UTF-8 as an encoding way of Unicode
Remarks#
What is UTF-8?
UTF-8 is an encoding, which is variable-length and uses 8-bit code units - that’s why UTF-8. In the internet UTF-8 is dominant encoding (before 2008 ASCII was, ehich also can handle any Unicode code point.).
Is UTF-8 the same as Unicode?
“Unicode” isn’t an encoding - it is a coded character set - i.e. a set of characters and a mapping between the characters and integer code points representing them. But a lot of documentation uses it to refer to encodings. On Windows, for example, the term Unicode is used to refer to UTF-16.
UTF-8 is only one of the ways to encode Unicode and as an encoding it converts the sequences of bytes to sequences of characters and vice versa. UTF-16 and -32 are other Unicode transformation formats.
BOM of UTF-8
All three mayhave a specific Byte Order Marks, which being a magic number signals several important things to a program (for example, Notepad++) - for example, the fact, that the imported text stream is Unicode; also it helps to detect the art of Unicode used for this stream. However the Unicode consortium recommends storing UTF-8 without any signature. Some software, for example gcc compiler complains if a file contains the UTF-8 signature. A lot of Windows programs on the other hand use the signature. And trying to detect the encoding of a stream of bytes don’t always work.
How to check if your project has UTF-8 encoding or not
UTF-8 is yet not universal, and software engineers and data scientists often face problem of encoding of text streams. Sometimes UTF-8 is supposed to be used in the project, however another ecndoing is being used.

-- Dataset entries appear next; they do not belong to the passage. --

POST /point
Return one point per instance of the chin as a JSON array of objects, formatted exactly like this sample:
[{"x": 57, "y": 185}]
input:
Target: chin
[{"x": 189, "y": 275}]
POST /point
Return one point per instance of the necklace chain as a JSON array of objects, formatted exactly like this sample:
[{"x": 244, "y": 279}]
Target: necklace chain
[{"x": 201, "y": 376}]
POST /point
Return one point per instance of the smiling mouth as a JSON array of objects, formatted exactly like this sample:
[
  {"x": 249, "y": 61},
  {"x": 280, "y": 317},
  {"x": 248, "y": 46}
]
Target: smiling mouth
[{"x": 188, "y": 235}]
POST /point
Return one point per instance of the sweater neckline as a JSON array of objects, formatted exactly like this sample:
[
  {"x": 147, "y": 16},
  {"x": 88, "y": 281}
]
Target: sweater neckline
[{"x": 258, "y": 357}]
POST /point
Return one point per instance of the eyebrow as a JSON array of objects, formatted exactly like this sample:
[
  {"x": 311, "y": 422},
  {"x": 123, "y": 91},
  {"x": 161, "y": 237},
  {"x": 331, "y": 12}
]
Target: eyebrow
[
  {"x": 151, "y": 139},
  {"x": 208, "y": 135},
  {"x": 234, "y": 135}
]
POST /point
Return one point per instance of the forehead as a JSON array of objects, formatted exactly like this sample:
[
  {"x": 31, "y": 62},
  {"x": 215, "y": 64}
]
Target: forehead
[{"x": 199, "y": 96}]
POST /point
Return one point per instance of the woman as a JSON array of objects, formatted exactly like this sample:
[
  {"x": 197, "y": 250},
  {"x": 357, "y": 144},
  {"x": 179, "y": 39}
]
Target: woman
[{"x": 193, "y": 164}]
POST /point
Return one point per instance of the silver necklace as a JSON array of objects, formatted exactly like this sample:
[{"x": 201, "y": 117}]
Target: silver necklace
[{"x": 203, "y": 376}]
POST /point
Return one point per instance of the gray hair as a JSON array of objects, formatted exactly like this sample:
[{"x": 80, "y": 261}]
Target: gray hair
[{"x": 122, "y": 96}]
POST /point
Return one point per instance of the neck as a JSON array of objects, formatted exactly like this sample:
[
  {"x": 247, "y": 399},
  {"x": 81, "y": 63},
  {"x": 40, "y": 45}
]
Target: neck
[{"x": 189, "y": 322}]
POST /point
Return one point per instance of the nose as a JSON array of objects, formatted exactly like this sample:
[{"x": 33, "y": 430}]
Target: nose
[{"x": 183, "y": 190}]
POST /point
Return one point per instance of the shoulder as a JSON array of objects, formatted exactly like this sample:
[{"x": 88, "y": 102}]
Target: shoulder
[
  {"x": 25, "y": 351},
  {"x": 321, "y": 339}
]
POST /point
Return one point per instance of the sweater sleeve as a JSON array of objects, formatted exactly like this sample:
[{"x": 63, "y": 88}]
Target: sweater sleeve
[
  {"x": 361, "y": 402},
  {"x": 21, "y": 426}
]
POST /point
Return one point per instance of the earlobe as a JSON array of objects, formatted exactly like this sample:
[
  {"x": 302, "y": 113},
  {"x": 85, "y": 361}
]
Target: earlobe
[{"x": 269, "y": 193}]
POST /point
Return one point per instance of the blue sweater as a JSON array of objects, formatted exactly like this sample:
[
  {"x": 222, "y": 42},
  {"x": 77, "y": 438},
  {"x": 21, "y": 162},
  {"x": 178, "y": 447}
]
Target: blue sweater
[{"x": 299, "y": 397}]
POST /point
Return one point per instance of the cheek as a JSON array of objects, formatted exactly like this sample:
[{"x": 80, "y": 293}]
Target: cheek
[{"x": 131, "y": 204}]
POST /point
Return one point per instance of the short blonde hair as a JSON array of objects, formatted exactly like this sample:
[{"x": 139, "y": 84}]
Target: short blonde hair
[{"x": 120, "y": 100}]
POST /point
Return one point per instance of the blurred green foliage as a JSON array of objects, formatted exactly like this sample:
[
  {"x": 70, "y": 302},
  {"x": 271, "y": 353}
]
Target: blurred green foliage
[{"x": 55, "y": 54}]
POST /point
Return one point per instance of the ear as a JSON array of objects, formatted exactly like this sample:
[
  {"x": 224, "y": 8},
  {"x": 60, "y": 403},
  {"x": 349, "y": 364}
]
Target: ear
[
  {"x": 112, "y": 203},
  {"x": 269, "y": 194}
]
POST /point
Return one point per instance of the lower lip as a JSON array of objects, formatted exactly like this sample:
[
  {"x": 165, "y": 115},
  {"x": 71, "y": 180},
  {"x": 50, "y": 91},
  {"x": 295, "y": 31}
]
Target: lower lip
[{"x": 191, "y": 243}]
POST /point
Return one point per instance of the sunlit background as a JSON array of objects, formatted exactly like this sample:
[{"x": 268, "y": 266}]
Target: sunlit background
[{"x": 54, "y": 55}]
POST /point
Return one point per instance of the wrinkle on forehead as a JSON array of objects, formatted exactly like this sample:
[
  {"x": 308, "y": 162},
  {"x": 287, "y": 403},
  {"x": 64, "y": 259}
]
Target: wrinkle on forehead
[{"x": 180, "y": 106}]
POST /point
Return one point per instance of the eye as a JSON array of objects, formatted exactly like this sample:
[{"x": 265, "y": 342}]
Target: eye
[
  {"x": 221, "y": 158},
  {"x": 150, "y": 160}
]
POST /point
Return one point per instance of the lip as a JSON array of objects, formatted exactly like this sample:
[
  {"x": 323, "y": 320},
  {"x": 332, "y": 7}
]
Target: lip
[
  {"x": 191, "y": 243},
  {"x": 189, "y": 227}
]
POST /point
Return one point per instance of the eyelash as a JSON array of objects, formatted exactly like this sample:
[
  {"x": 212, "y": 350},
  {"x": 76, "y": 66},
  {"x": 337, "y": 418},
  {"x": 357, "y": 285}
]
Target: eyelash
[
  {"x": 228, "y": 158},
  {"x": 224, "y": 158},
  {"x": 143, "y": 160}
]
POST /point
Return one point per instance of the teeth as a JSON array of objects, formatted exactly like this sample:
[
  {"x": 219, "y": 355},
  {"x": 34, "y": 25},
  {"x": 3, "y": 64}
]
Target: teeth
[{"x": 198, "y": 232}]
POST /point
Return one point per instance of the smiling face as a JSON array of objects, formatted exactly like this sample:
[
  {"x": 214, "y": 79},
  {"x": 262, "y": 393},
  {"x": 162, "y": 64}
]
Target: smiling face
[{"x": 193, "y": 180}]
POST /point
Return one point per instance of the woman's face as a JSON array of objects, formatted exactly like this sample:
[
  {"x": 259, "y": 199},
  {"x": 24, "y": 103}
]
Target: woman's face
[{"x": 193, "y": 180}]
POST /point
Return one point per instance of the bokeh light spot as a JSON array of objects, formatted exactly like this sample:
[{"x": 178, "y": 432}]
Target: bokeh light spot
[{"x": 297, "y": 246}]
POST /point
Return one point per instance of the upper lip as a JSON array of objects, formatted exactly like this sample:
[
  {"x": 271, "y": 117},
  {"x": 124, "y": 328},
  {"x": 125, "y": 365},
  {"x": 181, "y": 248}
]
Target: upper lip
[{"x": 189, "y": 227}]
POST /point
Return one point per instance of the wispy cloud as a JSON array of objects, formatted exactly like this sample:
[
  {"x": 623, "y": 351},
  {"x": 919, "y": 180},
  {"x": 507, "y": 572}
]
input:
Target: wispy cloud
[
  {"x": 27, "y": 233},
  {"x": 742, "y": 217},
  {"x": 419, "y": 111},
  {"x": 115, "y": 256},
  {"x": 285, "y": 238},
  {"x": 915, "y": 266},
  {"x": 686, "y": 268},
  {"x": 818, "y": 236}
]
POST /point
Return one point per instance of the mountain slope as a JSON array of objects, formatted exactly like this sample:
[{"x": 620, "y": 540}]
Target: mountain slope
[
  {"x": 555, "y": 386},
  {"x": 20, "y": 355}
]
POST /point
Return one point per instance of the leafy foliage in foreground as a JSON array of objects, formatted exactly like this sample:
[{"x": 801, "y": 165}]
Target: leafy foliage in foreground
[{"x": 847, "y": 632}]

There are several tools to detect the encoding of the file:
- Some CMD tools, like Linux command-line tool ’file’ or
powershell
; - Python package “chardet”
- Notepad++ as maybe the most popular tool for manual check.
How to convert a byte array of UTF-8 data to a Unicode string in Python
def make_unicode(data):
if type(data) != unicode:
data = data.decode('utf-8')
return data
else:
return data
How to change the default encoding of the server to UTF-8
Sometimes users from other regions than English-speaking have problems with encoding while for example programming a php project. It can be, that the server has another encoding then UTF-8, and if someone want to create a php project in UTF-8 on this server, his text might be shown incorrect.
Example: it can be that on your server default encoding is Windows-1251 - then you should delete the AddDefaultCharset windows-1251
from the .htaccess server file and write AddDefaultCharset utf-8
.
To check, which encoding does your server have, don’t set the <META charset>
tag and activate "automatic encoding detection"
in your browser.
Save an Excel file in UTF-8
Excel -> Save as -> Save as type -> “Comma separated value (*.csv)” AND Tools (left to Save button) -> Web options -> Encoding -> Save this document as -> Unicode (UTF-8)